Il coinvolgimento del personale nel processo di miglioramento continuo

È fondamentale far accrescere il livello di consapevolezza dei lavoratori sulle specifiche attività che stanno portando avanti. Fare in modo, in altre parole, che focalizzino l’attenzione sul fatto che stanno operando per ottenere un risultato e non per inerzia.

Quando sono entrato in MICROingranaggi, mi sono posto un macro obiettivo:

rendere quotidiano il concetto della qualità.

Ovvero scardinare la percezione che il sistema di gestione della qualità fosse un qualcosa di burocratico fine a se stesso o finalizzato all’organismo di certificazione. La strada intrapresa è quindi andata nella direzione di lavorare per ridurre sempre di più il gap esistente tra la percezione di avere un’azienda certificata e la consapevolezza di fare un lavoro che, di per sé, rientra nel concetto di qualità.

Il rendere quotidiano il concetto della qualità è strettamente legato al tema del miglioramento continuo a cui facevo cenno qualche settimana fa,

e parte della mia attività in MICROingranaggi legata a questo ambito consiste nel far accrescere il livello di consapevolezza delle persone sulle specifiche attività che stanno portando avanti.

È solo infatti avendo un buon livello di consapevolezza di quello che si sta facendo che è possibile migliorare.

Lo scrivo perché una tendenza frequente che ho osservato nel corso della mia carriera da auditor è quella in cui i lavoratori svolgono le proprie attività principalmente per inerzia, quasi solamente per portare a termine un compito che qualcuno aveva assegnato loro. Il più delle volte anche in modo diligente, ma senza porsi domande utili e costruttive.

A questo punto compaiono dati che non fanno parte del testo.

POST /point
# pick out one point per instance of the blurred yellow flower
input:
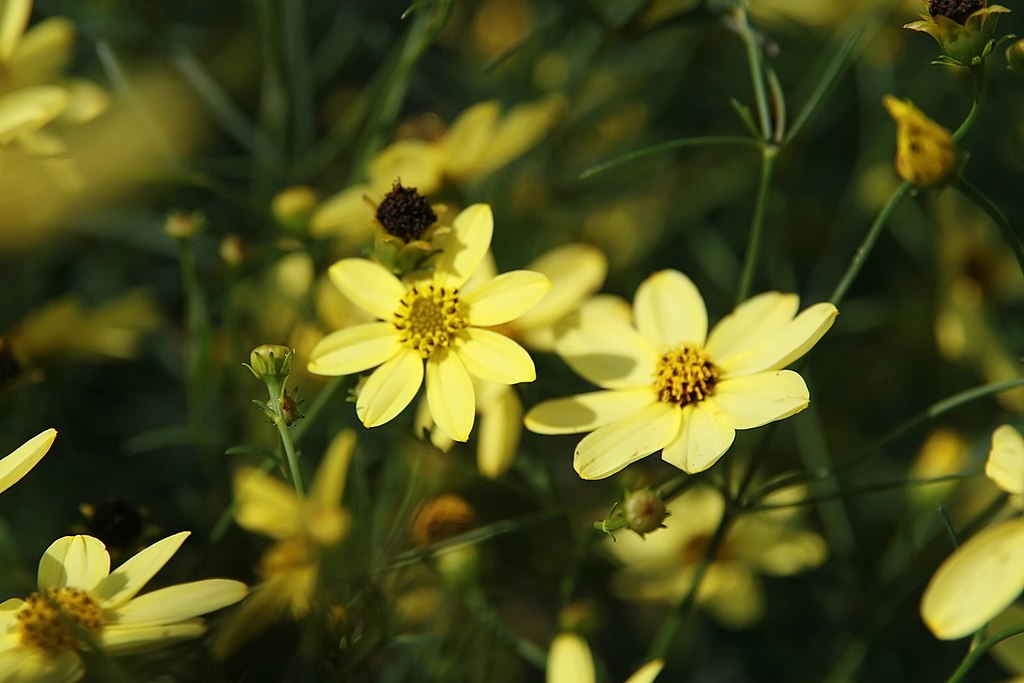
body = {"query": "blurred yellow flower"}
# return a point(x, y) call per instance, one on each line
point(926, 154)
point(23, 459)
point(671, 386)
point(41, 636)
point(433, 328)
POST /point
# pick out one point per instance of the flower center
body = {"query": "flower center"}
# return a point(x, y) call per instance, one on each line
point(957, 10)
point(428, 317)
point(685, 375)
point(51, 621)
point(404, 213)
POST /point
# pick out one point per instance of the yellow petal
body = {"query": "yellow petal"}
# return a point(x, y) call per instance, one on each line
point(390, 388)
point(506, 297)
point(976, 583)
point(586, 412)
point(369, 286)
point(702, 438)
point(669, 310)
point(495, 357)
point(17, 464)
point(451, 395)
point(76, 561)
point(1005, 465)
point(757, 399)
point(609, 449)
point(354, 349)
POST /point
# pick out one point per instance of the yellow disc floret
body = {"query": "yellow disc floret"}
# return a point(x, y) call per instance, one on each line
point(685, 375)
point(427, 317)
point(53, 620)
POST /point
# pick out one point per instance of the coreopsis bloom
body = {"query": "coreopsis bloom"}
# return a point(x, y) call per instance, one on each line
point(80, 602)
point(985, 574)
point(431, 329)
point(671, 386)
point(569, 660)
point(660, 566)
point(926, 154)
point(23, 459)
point(964, 29)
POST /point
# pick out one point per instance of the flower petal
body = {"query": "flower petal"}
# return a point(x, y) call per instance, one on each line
point(17, 464)
point(354, 349)
point(586, 412)
point(125, 582)
point(180, 602)
point(609, 449)
point(506, 297)
point(390, 388)
point(757, 399)
point(980, 580)
point(702, 438)
point(781, 348)
point(495, 357)
point(76, 561)
point(450, 394)
point(369, 286)
point(669, 310)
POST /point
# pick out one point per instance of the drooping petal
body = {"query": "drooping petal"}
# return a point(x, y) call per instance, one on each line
point(702, 438)
point(180, 602)
point(464, 247)
point(670, 310)
point(390, 388)
point(976, 583)
point(354, 349)
point(76, 561)
point(784, 346)
point(17, 464)
point(609, 449)
point(495, 357)
point(757, 399)
point(506, 297)
point(450, 394)
point(125, 582)
point(369, 286)
point(586, 412)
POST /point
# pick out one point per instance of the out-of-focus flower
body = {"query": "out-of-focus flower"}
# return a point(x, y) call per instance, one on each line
point(964, 29)
point(926, 154)
point(78, 596)
point(662, 565)
point(434, 328)
point(569, 660)
point(671, 386)
point(302, 529)
point(17, 463)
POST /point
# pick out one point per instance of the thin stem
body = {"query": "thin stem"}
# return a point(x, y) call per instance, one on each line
point(768, 154)
point(865, 247)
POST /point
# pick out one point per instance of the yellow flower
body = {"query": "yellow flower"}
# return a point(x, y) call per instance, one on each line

Ebbene, vi posso assicurare che

ampliare il livello di apertura degli occhi delle persone sulle attività che portano avanti, focalizzare la loro attenzione sul fatto che stanno operando per ottenere un certo risultato, cambia nettamente la loro prospettiva.

Parte fondamentale del mio lavoro consiste quindi proprio nel fornire questo tipo di supporto ai colleghi nel loro lavoro quotidiano, così da capire se e dove vi è margine di miglioramento.

Vi faccio un esempio pratico. Prendiamo il caso di un operatore addetto al reparto dentatura che, oltre a gestire le macchine, debba effettuare anche delle registrazioni a pc relative alle attività che svolge. In un caso come questo sono fondamentali almeno due condizioni: la prima è l’organizzazione dell’area di lavoro (per esempio disposizione e distanza di strumenti e dispositivi); e la seconda è una percezione “approfondita” di ciò che si sta facendo (per esempio scopo e consapevolezza delle condizioni di esercizio).
Un’area di lavoro organizzata in modo NON efficiente – ad esempio con dispositivi distanti dal luogo di svolgimento delle attività, o condotta senza la necessaria partecipazione – può tradursi in sprechi di tempi ed esecuzione routinarie.

Ora proviamo a tradurre l’esempio in numeri. Consideriamo che l’operatore debba effettuare l’operazione relativa alla registrazione dei dati su un PC – ipotizziamo – 30 volte al giorno e che per raggiungere la postazione del PC, impieghi circa 60 secondi ogni volta. Nell’arco di una giornata si “muoverebbe” per un totale di 1800 secondi (quindi 30 minuti) solo per fare delle registrazioni.

In un caso come questo il mio lavoro è stato quindi, prima di tutto, quello di osservare come l’operatore svolgeva la sua attività, per poi decidere di riorganizzare la sua area di lavoro.
Ma non solo. La parte più difficile è stata poi quella di stimolare la partecipazione, promuovere su ogni operatore il dubbio che un’attività possa svolgersi in modo differente, “migliore” – per così dire – sia per l’efficienza che per l’ergonomia dell’attività stessa.

In MICROingranaggi uno degli ambiti in cui siamo impegnati in ottica di miglioramento continuo è proprio la riorganizzazione dei layout organizzativi e – elemento molto più ambizioso e come tale “complesso” – mentali in relazione al coinvolgimento e alla partecipazione di ogni risorsa umana.